Shrestha has had to improvise as he goes along, experimenting with different types of pheasant feed after he was unable to find a supplier for the proper product. Other pheasant farmers simply feed their birds what they give their chicken.
Shrestha is among the earliest pheasant farmers in Nepal, and in 2017 became the first farmer to get a permit to raise pheasants. But it was a nine-month process because government agencies had no knowledge or policies about pheasant farming.
"When we got the permit, it was under the condition that we only sell live birds, and that too only to other poultry farms,” Shrestha recalls.
Although it is registered as an industry, pheasant farmers struggle to get approval from the Department of Forests, Department of Livestock Services, or the Department of National Parks and Wildlife Conservation.

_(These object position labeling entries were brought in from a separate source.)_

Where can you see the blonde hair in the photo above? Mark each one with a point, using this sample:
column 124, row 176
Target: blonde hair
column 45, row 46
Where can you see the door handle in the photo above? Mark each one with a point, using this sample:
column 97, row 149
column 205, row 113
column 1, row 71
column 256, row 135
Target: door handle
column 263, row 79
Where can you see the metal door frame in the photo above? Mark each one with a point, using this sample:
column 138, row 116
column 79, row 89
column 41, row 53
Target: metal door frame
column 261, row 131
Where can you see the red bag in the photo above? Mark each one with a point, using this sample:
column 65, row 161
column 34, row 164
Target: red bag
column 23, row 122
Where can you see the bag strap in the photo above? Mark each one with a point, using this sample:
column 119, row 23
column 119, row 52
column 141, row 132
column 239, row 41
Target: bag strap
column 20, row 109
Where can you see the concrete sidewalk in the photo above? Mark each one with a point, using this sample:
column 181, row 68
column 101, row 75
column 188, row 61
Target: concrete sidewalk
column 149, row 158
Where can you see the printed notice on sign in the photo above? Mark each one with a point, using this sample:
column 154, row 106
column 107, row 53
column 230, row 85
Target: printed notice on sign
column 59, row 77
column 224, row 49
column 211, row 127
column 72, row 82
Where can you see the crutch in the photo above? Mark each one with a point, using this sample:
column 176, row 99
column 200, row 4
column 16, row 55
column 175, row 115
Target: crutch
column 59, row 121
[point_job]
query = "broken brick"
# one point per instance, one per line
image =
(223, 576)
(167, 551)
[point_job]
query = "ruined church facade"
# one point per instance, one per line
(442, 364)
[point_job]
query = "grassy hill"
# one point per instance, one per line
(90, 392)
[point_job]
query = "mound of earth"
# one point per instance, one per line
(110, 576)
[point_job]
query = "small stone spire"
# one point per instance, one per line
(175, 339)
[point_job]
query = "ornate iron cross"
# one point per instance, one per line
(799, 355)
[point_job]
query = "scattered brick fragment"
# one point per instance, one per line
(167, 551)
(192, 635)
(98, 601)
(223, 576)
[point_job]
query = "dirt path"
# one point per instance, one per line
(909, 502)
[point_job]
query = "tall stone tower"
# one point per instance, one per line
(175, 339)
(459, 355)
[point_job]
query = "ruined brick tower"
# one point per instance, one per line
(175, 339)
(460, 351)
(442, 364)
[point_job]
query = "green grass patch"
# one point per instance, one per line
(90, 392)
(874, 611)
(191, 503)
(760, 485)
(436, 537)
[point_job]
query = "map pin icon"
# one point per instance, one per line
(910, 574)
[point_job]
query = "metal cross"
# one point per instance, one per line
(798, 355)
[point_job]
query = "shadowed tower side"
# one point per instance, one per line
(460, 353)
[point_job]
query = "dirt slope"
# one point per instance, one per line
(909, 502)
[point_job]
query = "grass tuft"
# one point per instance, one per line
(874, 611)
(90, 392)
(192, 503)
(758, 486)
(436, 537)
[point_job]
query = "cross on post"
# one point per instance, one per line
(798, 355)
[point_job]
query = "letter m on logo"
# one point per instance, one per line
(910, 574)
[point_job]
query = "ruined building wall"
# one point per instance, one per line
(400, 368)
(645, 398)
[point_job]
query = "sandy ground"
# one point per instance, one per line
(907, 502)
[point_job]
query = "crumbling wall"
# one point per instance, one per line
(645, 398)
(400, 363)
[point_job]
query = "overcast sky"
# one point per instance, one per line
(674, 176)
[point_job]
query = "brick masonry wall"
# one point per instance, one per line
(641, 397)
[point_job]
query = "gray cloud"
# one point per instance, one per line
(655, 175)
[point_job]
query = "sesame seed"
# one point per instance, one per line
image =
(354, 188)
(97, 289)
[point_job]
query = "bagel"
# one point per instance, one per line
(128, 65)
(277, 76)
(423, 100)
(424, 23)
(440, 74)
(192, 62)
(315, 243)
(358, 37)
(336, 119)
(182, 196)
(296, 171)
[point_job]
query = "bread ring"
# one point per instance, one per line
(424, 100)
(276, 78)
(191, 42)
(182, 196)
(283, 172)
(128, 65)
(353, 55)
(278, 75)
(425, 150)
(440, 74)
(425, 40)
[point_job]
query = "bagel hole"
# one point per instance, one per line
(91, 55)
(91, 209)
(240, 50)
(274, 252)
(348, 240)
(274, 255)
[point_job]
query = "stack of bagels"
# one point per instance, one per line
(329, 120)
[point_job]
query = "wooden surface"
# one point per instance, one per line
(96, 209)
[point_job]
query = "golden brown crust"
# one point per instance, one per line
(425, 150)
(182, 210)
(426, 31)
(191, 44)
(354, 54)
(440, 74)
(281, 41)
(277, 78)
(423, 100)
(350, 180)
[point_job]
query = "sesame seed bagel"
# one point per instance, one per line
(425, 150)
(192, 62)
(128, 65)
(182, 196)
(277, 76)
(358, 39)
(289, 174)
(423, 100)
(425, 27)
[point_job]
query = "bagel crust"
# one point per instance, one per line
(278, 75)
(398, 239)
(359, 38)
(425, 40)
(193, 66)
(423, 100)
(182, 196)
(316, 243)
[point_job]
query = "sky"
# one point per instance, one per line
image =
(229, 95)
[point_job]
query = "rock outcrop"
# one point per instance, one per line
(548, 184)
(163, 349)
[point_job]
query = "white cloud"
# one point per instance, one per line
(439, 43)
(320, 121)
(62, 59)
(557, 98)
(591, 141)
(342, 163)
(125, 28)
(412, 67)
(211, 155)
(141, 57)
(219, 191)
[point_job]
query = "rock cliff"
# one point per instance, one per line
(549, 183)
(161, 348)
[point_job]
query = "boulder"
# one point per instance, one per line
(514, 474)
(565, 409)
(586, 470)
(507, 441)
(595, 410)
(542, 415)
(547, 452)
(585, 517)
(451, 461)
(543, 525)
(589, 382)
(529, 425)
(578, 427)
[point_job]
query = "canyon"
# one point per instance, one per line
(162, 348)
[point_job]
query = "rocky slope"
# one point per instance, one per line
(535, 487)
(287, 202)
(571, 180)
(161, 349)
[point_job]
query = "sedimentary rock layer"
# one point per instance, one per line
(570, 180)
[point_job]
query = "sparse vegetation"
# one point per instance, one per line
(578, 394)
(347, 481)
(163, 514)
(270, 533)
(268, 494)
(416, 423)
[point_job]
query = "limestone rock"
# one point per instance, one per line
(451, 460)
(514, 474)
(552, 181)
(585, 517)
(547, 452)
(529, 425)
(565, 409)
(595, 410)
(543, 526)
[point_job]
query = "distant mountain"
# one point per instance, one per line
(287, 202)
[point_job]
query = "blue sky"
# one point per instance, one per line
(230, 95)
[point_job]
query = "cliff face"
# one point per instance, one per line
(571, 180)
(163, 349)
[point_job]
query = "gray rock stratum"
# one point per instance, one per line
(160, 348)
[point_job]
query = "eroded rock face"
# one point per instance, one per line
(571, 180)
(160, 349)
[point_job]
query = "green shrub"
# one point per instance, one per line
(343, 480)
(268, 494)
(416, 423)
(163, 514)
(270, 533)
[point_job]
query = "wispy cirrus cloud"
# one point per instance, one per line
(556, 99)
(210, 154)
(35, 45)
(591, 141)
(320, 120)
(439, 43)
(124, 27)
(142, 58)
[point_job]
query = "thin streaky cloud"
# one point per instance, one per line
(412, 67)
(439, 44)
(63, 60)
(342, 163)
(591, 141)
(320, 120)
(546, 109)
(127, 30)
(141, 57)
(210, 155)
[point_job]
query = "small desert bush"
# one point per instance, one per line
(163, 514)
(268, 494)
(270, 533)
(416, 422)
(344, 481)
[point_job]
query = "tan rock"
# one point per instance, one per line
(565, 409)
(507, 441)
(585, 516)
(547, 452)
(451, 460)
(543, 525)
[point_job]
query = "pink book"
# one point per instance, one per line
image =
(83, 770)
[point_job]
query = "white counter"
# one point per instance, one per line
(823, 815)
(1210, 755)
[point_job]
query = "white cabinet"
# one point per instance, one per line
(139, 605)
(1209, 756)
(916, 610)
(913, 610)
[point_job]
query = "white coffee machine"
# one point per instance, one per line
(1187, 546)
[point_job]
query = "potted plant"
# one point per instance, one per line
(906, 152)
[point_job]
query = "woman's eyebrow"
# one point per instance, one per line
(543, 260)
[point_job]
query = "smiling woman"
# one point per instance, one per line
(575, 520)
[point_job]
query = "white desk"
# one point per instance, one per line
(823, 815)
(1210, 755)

Indeed, Nepal’s National Parks and Wildlife Protection Act 1973 stipulates that the study, research, breeding and rearing of wildlife like jungle fowl require conservation permits.
By law, individuals or organisations seeking to raise and breed wild animals commercially are required to prepare a detailed business and action plan along with their application, following which a technical committee evaluates the proposal.
There is even confusion over which government agency is supposed to licence pheasant farming, which has led most farmers to register their business either at the company registrar's office or the Department of Cottage and Small Industries.
Even though the National Parks and Wildlife Conservation Department has a legal provision to permit pheasant rearing, there are no standards in place for the government to grant permission to pheasant farmers.
Forest Ministry spokesperson Meghnath Kafle says that standards related to wildlife rearing, breeding, sale and distribution are finally being drawn up.
But Nepal’s pheasant farmers are not waiting for the government to get its act together to formulate regulation, they are going ahead to make the business viable.